Trademark Appeal Case
本データベースは、特許庁の審決例をAIで解析・要約したものです。拒絶理由通知に対する意見書作成や、審判請求書等の作成時の参考としてお役立てください。
| 審判番号 | 不服2000−16307(T2000−16307/J1) |
|---|---|
| 審判種別 | 不服 |
| 結論 | 勝訴(請求認容) |
本願商標は、「VIOZAN」の欧文字(標準文字による)を横書きしてなり、願書記載のとおりの商品を指定商品として、平成11年5月28日に登録出願、その後、指定商品については、当審における同12年11月6日付け手続補正書をもって、第5類「呼吸器疾患の治療用処方薬」と減縮補正されたものである。
原査定において、本願商標の拒絶の理由に引用した登録第4311030号商標(以下「引用商標」という。
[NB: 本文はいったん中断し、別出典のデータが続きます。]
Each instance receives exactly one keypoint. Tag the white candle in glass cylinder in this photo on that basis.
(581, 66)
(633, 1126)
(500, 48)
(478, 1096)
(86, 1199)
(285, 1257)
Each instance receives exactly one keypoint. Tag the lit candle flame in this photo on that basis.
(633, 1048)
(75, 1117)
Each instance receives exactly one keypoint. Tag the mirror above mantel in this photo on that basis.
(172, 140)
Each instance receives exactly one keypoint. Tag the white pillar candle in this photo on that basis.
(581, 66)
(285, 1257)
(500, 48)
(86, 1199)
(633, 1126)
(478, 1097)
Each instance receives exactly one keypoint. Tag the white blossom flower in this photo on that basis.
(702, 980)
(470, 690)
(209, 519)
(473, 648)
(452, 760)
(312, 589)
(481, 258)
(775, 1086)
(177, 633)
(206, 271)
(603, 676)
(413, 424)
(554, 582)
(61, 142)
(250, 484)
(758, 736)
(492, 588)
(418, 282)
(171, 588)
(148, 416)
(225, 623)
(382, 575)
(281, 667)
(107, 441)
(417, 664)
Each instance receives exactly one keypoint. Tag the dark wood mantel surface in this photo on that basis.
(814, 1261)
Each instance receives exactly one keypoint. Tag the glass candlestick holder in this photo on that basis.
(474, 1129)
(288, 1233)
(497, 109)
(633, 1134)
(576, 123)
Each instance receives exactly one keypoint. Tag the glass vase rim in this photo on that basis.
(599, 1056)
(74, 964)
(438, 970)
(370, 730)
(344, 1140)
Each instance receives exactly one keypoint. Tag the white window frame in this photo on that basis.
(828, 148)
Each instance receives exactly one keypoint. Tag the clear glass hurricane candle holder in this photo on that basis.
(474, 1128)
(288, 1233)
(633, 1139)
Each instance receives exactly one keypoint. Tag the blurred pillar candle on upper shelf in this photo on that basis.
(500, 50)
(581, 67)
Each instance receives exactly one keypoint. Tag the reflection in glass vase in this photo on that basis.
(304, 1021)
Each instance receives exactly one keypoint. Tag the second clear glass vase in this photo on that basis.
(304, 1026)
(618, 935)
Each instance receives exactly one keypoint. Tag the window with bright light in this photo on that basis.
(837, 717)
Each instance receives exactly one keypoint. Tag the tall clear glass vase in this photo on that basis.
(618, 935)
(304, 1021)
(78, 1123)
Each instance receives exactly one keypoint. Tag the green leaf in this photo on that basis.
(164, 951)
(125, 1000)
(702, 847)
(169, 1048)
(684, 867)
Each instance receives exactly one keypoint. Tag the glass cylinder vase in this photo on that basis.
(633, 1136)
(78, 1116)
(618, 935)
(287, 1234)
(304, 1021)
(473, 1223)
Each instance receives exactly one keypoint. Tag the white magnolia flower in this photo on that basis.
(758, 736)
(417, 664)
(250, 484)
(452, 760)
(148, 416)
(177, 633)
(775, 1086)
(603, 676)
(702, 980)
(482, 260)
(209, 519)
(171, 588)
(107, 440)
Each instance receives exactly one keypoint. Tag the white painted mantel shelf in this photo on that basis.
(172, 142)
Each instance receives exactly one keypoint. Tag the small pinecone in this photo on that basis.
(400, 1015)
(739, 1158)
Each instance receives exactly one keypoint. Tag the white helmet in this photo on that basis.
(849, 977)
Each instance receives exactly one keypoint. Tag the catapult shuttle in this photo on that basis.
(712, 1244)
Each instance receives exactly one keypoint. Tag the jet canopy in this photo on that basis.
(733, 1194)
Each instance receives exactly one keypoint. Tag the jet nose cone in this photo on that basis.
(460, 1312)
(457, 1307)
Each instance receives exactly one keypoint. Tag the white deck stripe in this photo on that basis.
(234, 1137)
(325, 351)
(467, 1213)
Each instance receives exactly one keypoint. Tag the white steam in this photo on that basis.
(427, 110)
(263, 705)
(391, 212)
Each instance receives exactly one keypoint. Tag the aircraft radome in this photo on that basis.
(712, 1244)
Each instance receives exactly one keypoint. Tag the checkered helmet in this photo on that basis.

)は、「バイオサン」の片仮名文字(標準文字による)を横書きしてなり、平成9年12月4日に登録出願、第1類「植物成長調整剤類」及び第31類「飼料,飼料用たんぱく」を指定商品として、同11年9月3日に設定登録され、現に有効に存続しているものである。
本願商標は、上記のとおり、「VIOZAN」の文字よりなるところ、その構成文字に照応して「バイオザン」の称呼を生ずるものでる。
他方、引用商標は、上記のとおり、「バイオサン」の文字よりなるところ、その構成文字に照応して「バイオサン」の称呼を生ずること明らかである。
そこで、本願商標から生じる「バイオザン」の称呼と引用商標から生じる「バイオサン」の称呼を比較するに、両称呼に共通する「バイオ」の部分は、本願及び引用商標の指定商品との関係から「生、生命」(bio)の意を表す接頭語として、商品名及び商品の普通名称に広く採用されており、平坦に称呼されるのに対し、両商標後半の「ザン」と「サン」の部分の称呼が、比較的強く明瞭に発音されるというのが相当であり、両商標の「ザ」と「サ」の差異音は、末尾の「ン」の音が鼻音で弱く聴取されることと相俟って、極めて明瞭に聴取されるものといえる。加えて、両称呼は、5音とういう短い音構成よりなるものであるから、聞き誤るおそれのない、称呼上非類似の商標というべきである。
また、外観上、本願商標と引用商標とは、明らかに相違し、さらに、観念についてみると、本願商標及び引用商標は、これらを構成する文字が、特定の意味合いを有しない造語と認められるものであって、観念上、比較することができないものである。
してみると、本願商標と引用商標とは、その外観、称呼及び観念のいずれの点よりみても、相紛れるおそれのない、非類似の商標といわなければならない。
したがって、本願商標を商標法第4条第1項第11号に該当するとして拒絶した原査定は、妥当なものでなく、取消しを免れない。
その他、本願について拒絶の理由を発見しない。
よって、結論のとおり審決する。